The country was still in turmoil. The infrastructure, as well as the industry sector, was by and large destroyed by military action or blown up by the retreating Nazi armies.

He was sustained by his Christian faith and by his courage, as well as by the extensive experience he had gathered first as deputy in the Austro-Hungarian Parliament in Vienna before the First World War and then in Don Sturzo’s Partito Popolare in the Italian Parliament between 1921 and 1924.

He stood up to the Allies’ claim for territorial concessions beyond the ill-gotten acquisitions of the Fascist period. He also resisted Communist claims in internal policy and maintained his Cabinet’s neutrality on the monarchy issue, even though he was personally a republican.

Alcide De Gasperi was responsible for guiding his country towards signing the Peace Treaty along with the formidable task of post-war reconstruction

He asked for and accepted United States assistance without succumbing to pressures on the loss of Italian territory and he put Italy firmly in the Western Democratic camp.

His speech to the Peace Conference in August 1946 began with the words: “When I rise to speak as the Prime Minister of a defeated nation, I feel that everything and every one of you is against me, except for your personal, individual courtesy.” (“Tutto è contro di me tranne la vostra personale cortesia”).

His courage and determination won the day – the Allies’ claims were contained as both the American and British Governments were convinced that Italy should not be humiliated into embracing Communism.

He also mitigated the onslaught of Communist and neo-Fascist propaganda and, in the first great test of the April 1948 General Elections, his Democrazia Cristiana succeeded in ensuring an overall majority of seats in the Chamber of Deputies. 

This victory notwithstanding, De Gasperi asked the Social Democrats, the Liberals and the Republicans to join him in the formation of a number of coalition cabinets.

The Communists sought to depict him as a Vatican puppet, the neo-Fascists as a stooge of the United States.

From 1945 to 1953, he was responsible for guiding his country towards signing the Peace Treaty along with the formidable task of post-war reconstruction.
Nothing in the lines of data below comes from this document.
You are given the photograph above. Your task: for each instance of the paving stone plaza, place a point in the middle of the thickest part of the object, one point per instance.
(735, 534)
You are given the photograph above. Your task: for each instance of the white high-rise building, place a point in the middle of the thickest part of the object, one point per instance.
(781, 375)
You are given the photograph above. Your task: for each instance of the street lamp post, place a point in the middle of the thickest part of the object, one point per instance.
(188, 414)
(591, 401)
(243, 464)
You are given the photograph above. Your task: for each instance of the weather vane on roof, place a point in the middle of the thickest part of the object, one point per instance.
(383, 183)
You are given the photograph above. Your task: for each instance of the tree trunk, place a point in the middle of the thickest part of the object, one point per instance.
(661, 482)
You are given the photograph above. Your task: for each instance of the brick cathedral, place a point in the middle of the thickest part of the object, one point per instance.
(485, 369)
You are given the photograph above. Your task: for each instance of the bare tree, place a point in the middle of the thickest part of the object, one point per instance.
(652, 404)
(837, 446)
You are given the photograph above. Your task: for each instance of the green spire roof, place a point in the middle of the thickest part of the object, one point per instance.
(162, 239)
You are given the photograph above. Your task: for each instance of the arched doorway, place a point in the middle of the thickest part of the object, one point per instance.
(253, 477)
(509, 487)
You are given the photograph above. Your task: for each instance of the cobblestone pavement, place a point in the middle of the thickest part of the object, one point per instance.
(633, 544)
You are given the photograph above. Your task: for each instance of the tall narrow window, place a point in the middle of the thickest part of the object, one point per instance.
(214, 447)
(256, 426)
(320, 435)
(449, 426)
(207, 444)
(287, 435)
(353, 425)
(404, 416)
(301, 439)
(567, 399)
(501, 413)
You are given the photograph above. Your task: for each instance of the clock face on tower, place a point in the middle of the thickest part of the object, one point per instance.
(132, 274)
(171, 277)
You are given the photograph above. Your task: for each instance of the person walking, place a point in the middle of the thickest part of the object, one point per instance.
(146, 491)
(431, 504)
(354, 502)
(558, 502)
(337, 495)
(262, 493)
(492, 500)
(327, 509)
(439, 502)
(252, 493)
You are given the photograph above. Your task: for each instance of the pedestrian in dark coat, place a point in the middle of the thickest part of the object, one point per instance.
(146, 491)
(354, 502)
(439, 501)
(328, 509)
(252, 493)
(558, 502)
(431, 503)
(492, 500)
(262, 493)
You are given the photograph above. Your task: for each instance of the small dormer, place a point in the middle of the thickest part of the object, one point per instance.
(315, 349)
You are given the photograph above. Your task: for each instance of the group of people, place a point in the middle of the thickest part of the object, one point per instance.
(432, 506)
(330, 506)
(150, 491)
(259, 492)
In the early years after the referendum that abolished the monarchy, the Constituent Assembly elected in 1946 drafted, debated and passed the new democratic Constitution, which came into force on January 1, 1948.

The reconstruction of Italy involved not only buildings, bridges, roads, rail network, factories and housing estates, but it also meant recreating the democratic attitude of the masses that was interrupted and in part corrupted by more than twenty years of fascism.

More immediately and decidedly, it also meant building a welfare state as well as an industrial democracy.

This statesman, who was pivotal in conducting a policy that aligned Italy with the democratic West and who ensconced the country within the North Atlantic Treaty Alliance – notwithstanding the opposition of the Italian Communist Party which was the largest and most influential such party outside the then Soviet Russia – was, however, not very popular in the West. Even today, on the 65th anniversary of his demise, his great contribution to democracy, to European unity, to the renewal of ‘Western values’, is still not really appreciated in Anglo-Saxon countries.

His courage and determination, his undoubted loyalty to principle, his humanity, as also his deft hand in political manoeuvre – demonstrated in keeping Communists, Socialists, Social Democrats, Liberals and Republicans ‘on board’ while warding off undue pressures from non-democratic forces internally and externally – probably laid the firm foundations of the modern peace-loving and democratic Repubblica Italiana.

Apart from that, his collaboration with his fellow Christian Democrats, namely Konrad Adenauer in Germany and Robert Schuman in France, paved the way for a Union of democratic European nations.

 The event that took place on August 10, 1946 is always worth remembering. De Gasperi’s assumption of the burden of representing a defeated and humiliated country and resuming friendly, peaceful relations with the democracies – albeit with an onerous Peace Treaty – along with taking full responsibility for the whole general and radical reconstruction of his country, was an exemplary act of political courage.